Il est d’abord difficile de parler de ce livre sans évoquer le style assez inimitable de Jaenada. Il aime clairement se raconter puisqu’il se place au cœur de cette nouvelle enquête (on suit tout son périple pas à pas), mais, surtout, il aime donner à son existence un côté résolument comique, en ne cessant de flatter son ego ou encore en évoquant sa famille. Il utilise ainsi beaucoup la parenthèse (n’hésitant pas à en inclure une ou même deux dans une déjà ouverte) qui lui permet des digressions, qui peuvent être d’une drôlerie absolue ou d’un ennui abyssal. De fait qu’on se sent toujours obligé de les lire même si elles ne servent pas le récit principal, de peur de passer à côté d’une perle (et il y a en a quelques unes de savoureuses). Jaenada apprécie également titiller son lecteur, en lui promettant d’aller plus vite vers la résolution de l’enquête, tout en prenant son temps et en s’étalant sur des détails franchement sans importance. Alors, oui, le procédé est drôle mais il m’a fallu un peu de temps pour m’y faire et, pour être tout à fait honnête, j’ai même eu du mal lors des 200 premières pages (sur les presque 650). Dans cette première partie, il raconte la vie de son « héros », telle qu’elle est connue de façon générale (flambeur, insupportable, bref, déplaisant) et la manière dont lui s’est intéressé à cette histoire. Ca traine parfois en longueur et ce n’est pas toujours captivant, surtout qu’on sent que ce n’est que pour mieux rebondir dans un deuxième temps sur une autre vision.
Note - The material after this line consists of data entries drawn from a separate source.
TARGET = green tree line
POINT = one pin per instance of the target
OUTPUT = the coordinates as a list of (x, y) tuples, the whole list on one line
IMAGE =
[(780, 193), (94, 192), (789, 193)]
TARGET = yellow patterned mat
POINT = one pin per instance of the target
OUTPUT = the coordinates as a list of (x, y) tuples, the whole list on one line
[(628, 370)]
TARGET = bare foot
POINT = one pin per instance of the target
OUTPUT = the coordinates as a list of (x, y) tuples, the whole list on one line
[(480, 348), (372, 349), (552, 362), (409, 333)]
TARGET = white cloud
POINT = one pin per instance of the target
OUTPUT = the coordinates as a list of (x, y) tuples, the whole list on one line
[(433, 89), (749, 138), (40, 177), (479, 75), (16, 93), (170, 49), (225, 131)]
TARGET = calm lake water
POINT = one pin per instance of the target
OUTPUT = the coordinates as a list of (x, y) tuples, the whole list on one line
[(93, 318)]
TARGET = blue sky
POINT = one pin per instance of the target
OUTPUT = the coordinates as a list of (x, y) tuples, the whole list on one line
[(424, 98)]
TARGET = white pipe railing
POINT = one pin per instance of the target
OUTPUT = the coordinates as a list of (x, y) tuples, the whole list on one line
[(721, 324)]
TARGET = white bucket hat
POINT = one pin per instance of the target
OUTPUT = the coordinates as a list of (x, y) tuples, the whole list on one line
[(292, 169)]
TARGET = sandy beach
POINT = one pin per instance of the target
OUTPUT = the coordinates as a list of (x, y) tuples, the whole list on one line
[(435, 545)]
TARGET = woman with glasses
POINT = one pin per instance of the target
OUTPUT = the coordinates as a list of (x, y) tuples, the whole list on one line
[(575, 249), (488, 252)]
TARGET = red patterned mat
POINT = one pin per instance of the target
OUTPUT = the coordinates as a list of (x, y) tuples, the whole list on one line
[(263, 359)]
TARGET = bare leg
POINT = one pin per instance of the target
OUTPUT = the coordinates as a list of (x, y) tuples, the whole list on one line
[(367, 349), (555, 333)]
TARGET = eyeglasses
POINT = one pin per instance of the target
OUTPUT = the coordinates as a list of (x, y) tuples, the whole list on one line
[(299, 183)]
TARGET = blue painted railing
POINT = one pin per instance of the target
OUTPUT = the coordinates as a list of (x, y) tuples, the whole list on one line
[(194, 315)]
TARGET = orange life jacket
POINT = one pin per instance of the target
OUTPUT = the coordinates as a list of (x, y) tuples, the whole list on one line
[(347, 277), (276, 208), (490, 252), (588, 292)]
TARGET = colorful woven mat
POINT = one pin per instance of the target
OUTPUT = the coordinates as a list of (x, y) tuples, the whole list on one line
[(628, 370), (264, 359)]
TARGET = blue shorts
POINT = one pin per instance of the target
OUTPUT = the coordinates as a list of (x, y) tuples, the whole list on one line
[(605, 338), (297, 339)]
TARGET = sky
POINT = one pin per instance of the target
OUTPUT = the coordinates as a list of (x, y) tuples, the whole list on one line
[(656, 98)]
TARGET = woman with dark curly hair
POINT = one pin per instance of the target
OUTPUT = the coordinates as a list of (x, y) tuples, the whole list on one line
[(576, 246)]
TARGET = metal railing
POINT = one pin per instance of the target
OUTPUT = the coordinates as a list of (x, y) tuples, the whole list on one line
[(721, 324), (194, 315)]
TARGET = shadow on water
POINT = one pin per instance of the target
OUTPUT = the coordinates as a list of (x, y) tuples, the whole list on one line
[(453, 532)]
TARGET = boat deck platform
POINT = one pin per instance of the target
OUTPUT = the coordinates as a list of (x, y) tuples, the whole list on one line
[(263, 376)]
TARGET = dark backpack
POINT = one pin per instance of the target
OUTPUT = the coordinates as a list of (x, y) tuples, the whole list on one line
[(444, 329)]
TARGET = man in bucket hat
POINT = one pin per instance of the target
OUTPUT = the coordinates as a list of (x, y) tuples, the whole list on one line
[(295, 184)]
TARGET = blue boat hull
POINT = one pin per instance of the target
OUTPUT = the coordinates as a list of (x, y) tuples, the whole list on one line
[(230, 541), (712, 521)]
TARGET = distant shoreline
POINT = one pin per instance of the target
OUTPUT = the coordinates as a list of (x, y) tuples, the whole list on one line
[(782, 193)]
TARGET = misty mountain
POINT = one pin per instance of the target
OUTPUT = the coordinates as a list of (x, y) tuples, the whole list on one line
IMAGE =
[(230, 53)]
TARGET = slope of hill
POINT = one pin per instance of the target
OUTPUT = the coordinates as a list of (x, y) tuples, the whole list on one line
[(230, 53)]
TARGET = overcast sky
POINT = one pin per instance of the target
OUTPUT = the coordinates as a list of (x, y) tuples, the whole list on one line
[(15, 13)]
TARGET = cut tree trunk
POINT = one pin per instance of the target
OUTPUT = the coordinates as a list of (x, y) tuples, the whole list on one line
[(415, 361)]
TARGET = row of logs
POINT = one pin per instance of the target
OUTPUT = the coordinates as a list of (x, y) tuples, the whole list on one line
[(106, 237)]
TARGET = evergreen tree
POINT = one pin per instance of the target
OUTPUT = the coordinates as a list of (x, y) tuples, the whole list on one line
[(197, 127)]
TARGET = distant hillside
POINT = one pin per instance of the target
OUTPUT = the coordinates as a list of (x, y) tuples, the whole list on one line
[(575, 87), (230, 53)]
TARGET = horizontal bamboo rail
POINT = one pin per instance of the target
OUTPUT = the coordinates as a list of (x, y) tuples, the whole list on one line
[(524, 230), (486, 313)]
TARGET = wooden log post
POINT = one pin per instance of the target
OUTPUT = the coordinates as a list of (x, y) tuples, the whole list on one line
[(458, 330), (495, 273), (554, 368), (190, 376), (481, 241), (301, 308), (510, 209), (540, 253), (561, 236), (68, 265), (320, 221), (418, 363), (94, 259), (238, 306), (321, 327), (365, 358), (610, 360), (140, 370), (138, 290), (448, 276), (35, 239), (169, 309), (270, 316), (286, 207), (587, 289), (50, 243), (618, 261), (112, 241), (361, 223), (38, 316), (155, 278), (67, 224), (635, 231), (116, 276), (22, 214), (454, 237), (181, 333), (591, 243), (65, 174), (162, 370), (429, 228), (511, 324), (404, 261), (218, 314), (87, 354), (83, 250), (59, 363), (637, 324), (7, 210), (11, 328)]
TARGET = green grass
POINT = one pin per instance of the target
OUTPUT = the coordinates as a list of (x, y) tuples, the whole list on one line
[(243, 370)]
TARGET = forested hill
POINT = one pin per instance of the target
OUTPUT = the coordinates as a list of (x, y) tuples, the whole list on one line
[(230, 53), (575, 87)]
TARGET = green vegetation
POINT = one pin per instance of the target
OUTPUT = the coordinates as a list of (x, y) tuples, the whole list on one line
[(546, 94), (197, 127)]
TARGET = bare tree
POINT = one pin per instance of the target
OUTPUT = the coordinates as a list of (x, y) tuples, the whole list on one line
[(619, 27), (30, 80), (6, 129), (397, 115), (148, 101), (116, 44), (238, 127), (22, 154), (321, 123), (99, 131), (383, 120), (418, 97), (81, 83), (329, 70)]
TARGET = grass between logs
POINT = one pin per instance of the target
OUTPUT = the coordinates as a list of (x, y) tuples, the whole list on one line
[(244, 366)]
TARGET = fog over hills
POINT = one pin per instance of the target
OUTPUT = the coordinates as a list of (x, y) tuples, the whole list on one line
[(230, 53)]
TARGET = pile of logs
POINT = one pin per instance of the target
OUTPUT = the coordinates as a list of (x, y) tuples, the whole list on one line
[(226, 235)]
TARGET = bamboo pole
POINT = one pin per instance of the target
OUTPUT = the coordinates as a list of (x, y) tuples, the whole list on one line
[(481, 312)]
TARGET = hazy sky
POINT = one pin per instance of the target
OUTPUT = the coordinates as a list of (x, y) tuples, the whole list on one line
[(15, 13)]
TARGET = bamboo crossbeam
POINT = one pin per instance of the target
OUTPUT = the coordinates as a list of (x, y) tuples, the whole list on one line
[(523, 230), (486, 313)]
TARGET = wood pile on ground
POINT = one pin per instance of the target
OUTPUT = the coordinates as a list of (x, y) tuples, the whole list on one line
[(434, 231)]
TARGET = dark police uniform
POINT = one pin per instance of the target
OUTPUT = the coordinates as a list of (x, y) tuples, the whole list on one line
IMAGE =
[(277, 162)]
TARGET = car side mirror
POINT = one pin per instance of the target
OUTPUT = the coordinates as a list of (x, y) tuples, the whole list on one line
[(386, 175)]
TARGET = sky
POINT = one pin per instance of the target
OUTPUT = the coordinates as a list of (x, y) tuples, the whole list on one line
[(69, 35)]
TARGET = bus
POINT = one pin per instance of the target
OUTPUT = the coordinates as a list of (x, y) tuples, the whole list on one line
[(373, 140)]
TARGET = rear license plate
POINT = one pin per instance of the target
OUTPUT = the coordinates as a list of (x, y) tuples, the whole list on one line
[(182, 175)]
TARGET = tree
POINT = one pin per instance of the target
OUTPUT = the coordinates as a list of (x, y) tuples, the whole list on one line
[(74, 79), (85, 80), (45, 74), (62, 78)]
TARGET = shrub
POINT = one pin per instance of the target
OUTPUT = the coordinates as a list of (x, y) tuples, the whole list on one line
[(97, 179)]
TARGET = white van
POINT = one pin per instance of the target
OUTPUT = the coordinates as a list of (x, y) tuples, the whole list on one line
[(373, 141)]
Et tout change effectivement quand l’auteur lui-même met le nez dans cette affaire et démonte un à un tous les arguments qui ont fait d’Henri Girard le suspect idéal pour cette affaire (bien que finalement jamais condamné). Et, à partir de là, il faut bien s’accrocher car Jaenada s’est donné la mission de décortiquer dans les moindres détails toute l’enquête. Il s’intéresse alors aux procès-verbaux, aux témoignages, aux emplois du temps,… Il croise tout, doute de tout, propose ses propres hypothèses (pas forcément basées sur des faits intangibles d’ailleurs mais plutôt sur une certaine logique) et arrive finalement à sa propre conclusion (je vous laisse la découvrir). C’est parfois assez compliqué à suivre tant il va dans la précision (il est capable de passer une quinzaine de pages sur une ouverture de fenêtre) mais c’est en même temps très intéressant de suivre la manière dont on peut, à partir d’un matériau ancien, complètement « repartir » dans le passé et faire sa propre enquête largement satisfaisante (même s’il reste quelques zones d’ombre). C’est là que réside véritablement la force de La Serpe et qui fait, que, dans un deuxième temps, après avoir eu un peu de mal à me lancer, j’ai fini par dévorer ce qui est quand même un petit pavé. Mais ça vaut le coup car il y a un vrai plaisir de lecture !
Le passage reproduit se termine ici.